Smart clothing is a little closer today. A group of Asian scientists has developed a fiber capable of receiving and transmitting electrical signals wirelessly, without needing to be connected to any battery or chip. This type of thread, which can be incorporated into pieces of clothing, includes inside all the electronic components necessary to function, and uses the human body as part of the circuit.

When pressure is applied to it, the fiber emits electrical signals that can be detected at a distance of 30 meters, allowing touch and remote control of electronic devices. Hence, its applications are almost countless: from communication and gaming, to scientific research, home automation or the monitoring of physiological variables.

The fiber, which is presented this Thursday in Science magazine, is resistant, flexible and comfortable to wear, the authors point out. In fact, it is so similar to the thread commonly used by the textile industry that it can be subjected to the industrial clothing manufacturing processes used today without losing properties.

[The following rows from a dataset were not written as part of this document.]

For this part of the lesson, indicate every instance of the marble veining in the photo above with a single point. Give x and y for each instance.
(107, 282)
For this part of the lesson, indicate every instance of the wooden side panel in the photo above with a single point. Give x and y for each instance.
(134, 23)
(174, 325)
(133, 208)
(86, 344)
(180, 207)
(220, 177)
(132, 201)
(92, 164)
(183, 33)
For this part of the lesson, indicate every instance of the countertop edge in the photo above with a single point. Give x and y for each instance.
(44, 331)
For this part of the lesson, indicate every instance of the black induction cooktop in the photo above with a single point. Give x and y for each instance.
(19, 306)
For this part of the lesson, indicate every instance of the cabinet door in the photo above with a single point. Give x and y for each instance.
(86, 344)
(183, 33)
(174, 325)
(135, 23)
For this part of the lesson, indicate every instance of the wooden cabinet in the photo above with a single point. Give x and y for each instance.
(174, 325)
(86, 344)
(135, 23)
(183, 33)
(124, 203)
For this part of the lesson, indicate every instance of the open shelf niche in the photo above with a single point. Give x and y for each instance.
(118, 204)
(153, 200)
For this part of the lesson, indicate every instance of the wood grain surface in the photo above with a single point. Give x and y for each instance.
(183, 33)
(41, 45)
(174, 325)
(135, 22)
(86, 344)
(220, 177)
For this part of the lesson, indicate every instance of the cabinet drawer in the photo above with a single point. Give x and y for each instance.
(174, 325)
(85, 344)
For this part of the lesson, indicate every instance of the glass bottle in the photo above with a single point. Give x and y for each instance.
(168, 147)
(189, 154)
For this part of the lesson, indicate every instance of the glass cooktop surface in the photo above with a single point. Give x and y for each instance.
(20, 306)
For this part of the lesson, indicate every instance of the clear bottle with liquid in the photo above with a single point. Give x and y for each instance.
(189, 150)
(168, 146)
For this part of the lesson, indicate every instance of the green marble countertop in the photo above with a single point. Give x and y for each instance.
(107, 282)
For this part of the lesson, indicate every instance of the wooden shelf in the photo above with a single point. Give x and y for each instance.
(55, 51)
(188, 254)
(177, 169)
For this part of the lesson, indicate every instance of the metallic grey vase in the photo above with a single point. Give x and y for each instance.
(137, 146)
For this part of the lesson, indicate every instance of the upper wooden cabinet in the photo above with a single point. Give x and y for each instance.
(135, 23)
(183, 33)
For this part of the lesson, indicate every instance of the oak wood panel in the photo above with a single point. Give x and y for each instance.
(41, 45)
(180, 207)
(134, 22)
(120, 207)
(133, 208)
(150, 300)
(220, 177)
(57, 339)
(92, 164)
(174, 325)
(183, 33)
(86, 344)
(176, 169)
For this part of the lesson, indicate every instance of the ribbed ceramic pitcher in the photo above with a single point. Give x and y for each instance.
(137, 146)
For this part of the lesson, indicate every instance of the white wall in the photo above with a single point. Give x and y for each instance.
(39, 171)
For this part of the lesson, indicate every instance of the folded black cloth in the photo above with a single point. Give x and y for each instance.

The resulting garments are washable (scientists have proven that they maintain their properties intact for at least 25 washes), and they withstand exposure to humidity, sweat and temperature changes, typical everyday variables.

“The application scenarios that we envision will determine the way in which we integrate our technology” into clothing items, Weifeng Yang, researcher at Donghua University in Shanghai (China), and author of the study, told La Vanguardia. “Fibers can be embroidered onto existing textiles to enable tactile sensing,” but they can also “be screen printed onto pixelated fabrics to create touch panels and screens,” he details.

“The key advantage of our innovation over current smart fabrics is the elimination of rigid electronic components [such as chips and batteries], which aligns our technology with everyday clothing,” he explains. Scientists have designed a fabric that uses the human body itself as a key piece of the electrical circuit. Its source of energy is the residual electricity released by electronic devices such as mobile phones, or that produced by friction between fabrics (when taking off our coat, for example).

The fiber consists of three layers. The central unit is made of nylon and silver, and acts as a kind of antenna that generates an electromagnetic field from the energy it captures from the environment. This core is surrounded by a resin coating that accumulates energy, and by a second layer of fabric that emits light when it detects the electric field generated by the system.

Although the idea is that the fabric works solely with ambient electricity, “the background electromagnetic energy usually present in our daily environment is insufficient for the standard operation” of the fiber, Yang emphasizes. “It requires the presence of an additional wireless electromagnetic transmitter to function optimally,” he concludes.

That is why the researchers rule out that their fiber can immediately reach the market. “The next phase of research will be to develop a fiber that works optimally in everyday electromagnetic environments,” explains the expert, something his team is already working on.

Even so, researchers have tested, helped by transmitters, some of the potential applications of their fiber. They have used it, for example, to mount a touch panel connected to a type of textile screen made with the same material, which can be incorporated into a piece of clothing. When you slide your finger on the touch panel, the path is illuminated on the screen. The resource can facilitate communication with people with hearing disabilities.

They have also used the fabric to play Tetris in real time, and have sewn it onto a rug to demonstrate its use in home automation. When the user stepped on the material, the fiber emitted an electrical signal that other devices in the room, such as the lamp, air conditioner or stereo, could detect. Other applications include monitoring health parameters and scientific research, for example, to better understand how we interact with our environment.

“There is great promise for smart textiles to transform the way humans live, work, and interact with the world,” Yunzhu Li and Yiyue Luo, researchers at the University of Illinois and MIT, respectively, assess in an analysis in Science. . The advance brings these promises a little closer to reality.